Computer science requires mastery in various fields such as machine learning, R programming, Python, deep learning and many more. Among all these, one of the basic key programming languages required for any data scientist is R programming. These programming languages help a data scientist collect data, create visualization, perform predictive and statistical analysis, and communicate the outcome with stakeholders.
Programming Language Basics R:
It is a programming language developed by Robert Gentleman and Ross Ihaka. It deals with various concepts of graphical and statistical methods. It includes statistical interference, linear regression and machine learning algorithm, time series and more. Detailed analysis such as data reduction, correlation and clustering of data is easily performed with R programming. The data management process for R is very efficient compared to the rest. Critical programming language concepts are easily analyzed by R. It also provides large, integrated, cohesive collection of transition tools, especially used for data analysis. Graphic facilities, flexible tools along with well-structured programs are its specialties. For exhaustive programs, C, C ++ and FORTRAN are often accompanied in the run-time process.

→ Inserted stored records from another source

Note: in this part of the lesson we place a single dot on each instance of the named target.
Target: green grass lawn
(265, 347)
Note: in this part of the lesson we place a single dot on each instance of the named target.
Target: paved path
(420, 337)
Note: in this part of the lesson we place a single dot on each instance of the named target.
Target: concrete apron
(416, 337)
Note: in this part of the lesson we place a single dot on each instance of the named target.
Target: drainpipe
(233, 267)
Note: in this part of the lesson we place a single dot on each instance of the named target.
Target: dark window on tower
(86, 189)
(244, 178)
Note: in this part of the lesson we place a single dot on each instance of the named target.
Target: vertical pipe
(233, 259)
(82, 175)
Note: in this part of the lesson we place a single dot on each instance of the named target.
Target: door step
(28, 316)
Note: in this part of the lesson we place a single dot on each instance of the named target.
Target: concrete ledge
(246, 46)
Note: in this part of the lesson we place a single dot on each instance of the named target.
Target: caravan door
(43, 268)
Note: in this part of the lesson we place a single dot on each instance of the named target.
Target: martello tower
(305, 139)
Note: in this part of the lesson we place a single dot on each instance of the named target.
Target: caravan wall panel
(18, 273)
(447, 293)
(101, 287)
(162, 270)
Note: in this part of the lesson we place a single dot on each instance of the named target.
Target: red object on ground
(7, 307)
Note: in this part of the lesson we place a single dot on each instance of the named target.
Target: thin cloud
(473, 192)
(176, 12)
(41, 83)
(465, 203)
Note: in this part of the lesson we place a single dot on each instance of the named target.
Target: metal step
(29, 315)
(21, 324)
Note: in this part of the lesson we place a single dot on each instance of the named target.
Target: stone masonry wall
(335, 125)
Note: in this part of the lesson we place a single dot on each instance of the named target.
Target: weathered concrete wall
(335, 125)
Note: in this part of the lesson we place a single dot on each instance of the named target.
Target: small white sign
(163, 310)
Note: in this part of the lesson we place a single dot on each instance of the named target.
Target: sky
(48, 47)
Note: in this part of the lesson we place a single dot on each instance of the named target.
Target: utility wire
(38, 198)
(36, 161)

R can help analyze data that takes place in the series with the following steps:
Programming: R is an accessible and transparent programming tool
Transforming: It is a collection of different library tools that can help us solve problems especially related to data science.
Discover: refinement, analysis and data analysis needs to be done.

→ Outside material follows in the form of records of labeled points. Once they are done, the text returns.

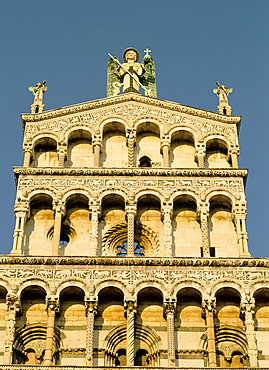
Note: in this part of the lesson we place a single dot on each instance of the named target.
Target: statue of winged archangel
(131, 75)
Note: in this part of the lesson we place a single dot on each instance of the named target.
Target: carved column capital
(130, 306)
(169, 307)
(13, 303)
(91, 305)
(52, 304)
(209, 306)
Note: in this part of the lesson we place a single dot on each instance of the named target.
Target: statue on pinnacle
(131, 75)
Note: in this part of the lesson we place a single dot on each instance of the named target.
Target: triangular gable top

Modeling: The real model of the data is captured by R using a variety of tools.
Communication: Integrate graphs, outputs and codes to share output of data.
R programming is used by several industries, namely academic, agriculture, healthcare, government, insurance, finance, retail, manufacturing and much more. Large companies like Google, Facebook, Microsoft, Uber, Twitter, HP, Ford and Novartis use R multifunctions. In addition to these, IT sectors, Analytics, financial institutions and consulting firms also use R to function better. Financial forecasting, behavioral analysis, advertising effectiveness, data visualization, statistical analysis and credit risk modeling are some of the key uses of R programming.
R provides various methods to simplify statistical analysis of big data using the following functions:
Non-linear and linear modeling
Time series analysis
Interfaces and extensibility to other programming languages
The mapping capabilities and graphics in this language are unmatched. Initially, R gained popularity in the academic sector where data had to be constantly reproduced and it became a key to credibility. Reproducible work has been advantageous in business, where pieces of data were analyzed time and time again. Each tool required by a data scientist to evaluate and manipulate data is included in the programming language R.
Computer science defines the way companies conduct their business. Learning a language like R can help you in various ways such as providing the best insight into data, which eventually makes you a successful data analyst.